そうならそうと最初に教えてくれって話だよね。ただ、さすがに完全において行ったとは思えないし、急げば追いつくとは思う。
「みんな!気を引き締めるんだ!この課外授業は今までのとは違うぞ!魔物牧場の位置は授業でもらった紙に書いてあるが、行き方までは書いていない。先生の言い方からして離されるとまずいかもしれない!急いで先生を追うぞ!」
「ウホウホ(従魔も自分の主人を目的地までなんとしても送らなくちゃいけないよ!僕らは主人を助けることこそ仕事なんだから!さぁ!呆けてないで走るよ!)」
「「「「「「!...おぉー!!」」」」」」
学生たちはエレーナの言葉を聞いて声を張り上げ走り出す。従魔も様々に鳴き声を上げて主人と共に走り出した。
とりあえずこれで僕らの最初の関門は終了かな?エレーナもホッとしたように息を吐いているので、同じ気持ちだろう。
じゃあ、僕らも向かおうか、と言おうとしたところで、まだ走り出していない学生を見つける。というか、僕らの隣にいた。
そう、ジャック=クラウドくんとその従魔フレイだ。
彼らは特に急ぐでもなく何やら鞍のようなものをフレイに乗せていた。その行動からフレイに騎乗して魔物牧場まで行くつもりのようだ。
僕は気になって二人に話しかける。言葉を発しつつも筆記も行うことで二人に同時に話しかけられる。
「ウホウホ〔ねぇ、二人は悠長に準備していて大丈夫なの?〕」
「!文字が書けるのか?!驚いたな。まぁ、質問には答えましょう。僕とフレイならそんなに急がずとも先生に追いつけるでしょうし、急ぐ必要はないんですよ。
それに、魔物牧場には家の用事で何度も行っていますからね。迷うこともないですし、ここらの魔物であれば敵にはなりません。それはそちらも同じでしょう?」
「ガルルル(あたしが走れば、牧場までの魔物は蹴散らせるもの!あんたは大丈夫なの?ご主人様を守れる?)」
二人は魔物牧場までの道も知っているし、道中出るであろう魔物も敵にはならないらしい。ジャックくんは僕がアームコングだと思っているはずだけどな?道中の魔物には負けないことを確信しているみたい。ま、エレーナが魔導士ということもあるのかな。

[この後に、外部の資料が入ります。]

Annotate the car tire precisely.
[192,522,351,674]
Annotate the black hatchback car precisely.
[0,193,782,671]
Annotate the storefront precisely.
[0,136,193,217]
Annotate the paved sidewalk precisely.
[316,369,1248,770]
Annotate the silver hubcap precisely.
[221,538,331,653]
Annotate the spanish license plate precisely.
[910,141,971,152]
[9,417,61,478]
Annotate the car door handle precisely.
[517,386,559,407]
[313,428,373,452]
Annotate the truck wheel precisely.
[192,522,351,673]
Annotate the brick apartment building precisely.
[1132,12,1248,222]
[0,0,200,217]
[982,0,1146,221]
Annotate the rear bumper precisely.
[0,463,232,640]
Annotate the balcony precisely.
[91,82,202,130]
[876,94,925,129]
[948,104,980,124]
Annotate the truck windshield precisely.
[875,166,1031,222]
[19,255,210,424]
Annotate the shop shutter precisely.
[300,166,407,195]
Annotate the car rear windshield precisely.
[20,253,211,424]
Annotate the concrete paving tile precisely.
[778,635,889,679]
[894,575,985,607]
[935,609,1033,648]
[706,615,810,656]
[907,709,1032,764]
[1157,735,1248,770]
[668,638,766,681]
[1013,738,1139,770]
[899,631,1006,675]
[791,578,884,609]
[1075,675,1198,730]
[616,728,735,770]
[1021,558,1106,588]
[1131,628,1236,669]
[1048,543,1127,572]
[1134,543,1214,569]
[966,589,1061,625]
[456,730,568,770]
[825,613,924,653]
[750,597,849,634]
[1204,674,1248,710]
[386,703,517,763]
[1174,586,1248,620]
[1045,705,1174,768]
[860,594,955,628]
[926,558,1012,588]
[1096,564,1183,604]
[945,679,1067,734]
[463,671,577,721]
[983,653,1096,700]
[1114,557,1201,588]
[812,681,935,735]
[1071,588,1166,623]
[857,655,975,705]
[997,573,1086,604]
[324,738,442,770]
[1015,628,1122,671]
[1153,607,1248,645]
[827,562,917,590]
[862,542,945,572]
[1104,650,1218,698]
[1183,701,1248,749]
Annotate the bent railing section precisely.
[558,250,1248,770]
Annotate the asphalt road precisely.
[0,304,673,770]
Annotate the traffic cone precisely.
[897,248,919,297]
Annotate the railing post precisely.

ただ、フレイは僕が小さめの猿だと思っている節がある。今もこうして心配されているし。でもフレイは意外と心配性なんだと感じたね。近所のお節介おねえちゃんみたいだ。
「ウホウホ(大丈夫だよ。ボクはこれでも強いんだ。)」
「そうだな。ゴリ松は強いし、私もいる。さぁ、早く先生に追いつこう!」
エレーナと二人で自画自賛していると、ジャック君とフレイは呆れたようにため息をついてから一言だけを言って走り去る。
「そうですか。では、僕たちは先に行かせてもらいます。グラディスバルト嬢、現地でお会いしましょう。フレイ、よろしくね。」
「ガルルル(それならいいけど、くれぐれも気を付けるのよ?それじゃーね!)」
フレイに騎乗したジャック君はすぐに森の見える位置にはいなくなる。おそらくだが、近くに見えている森の中を突っ切っていくつもりなのだろう。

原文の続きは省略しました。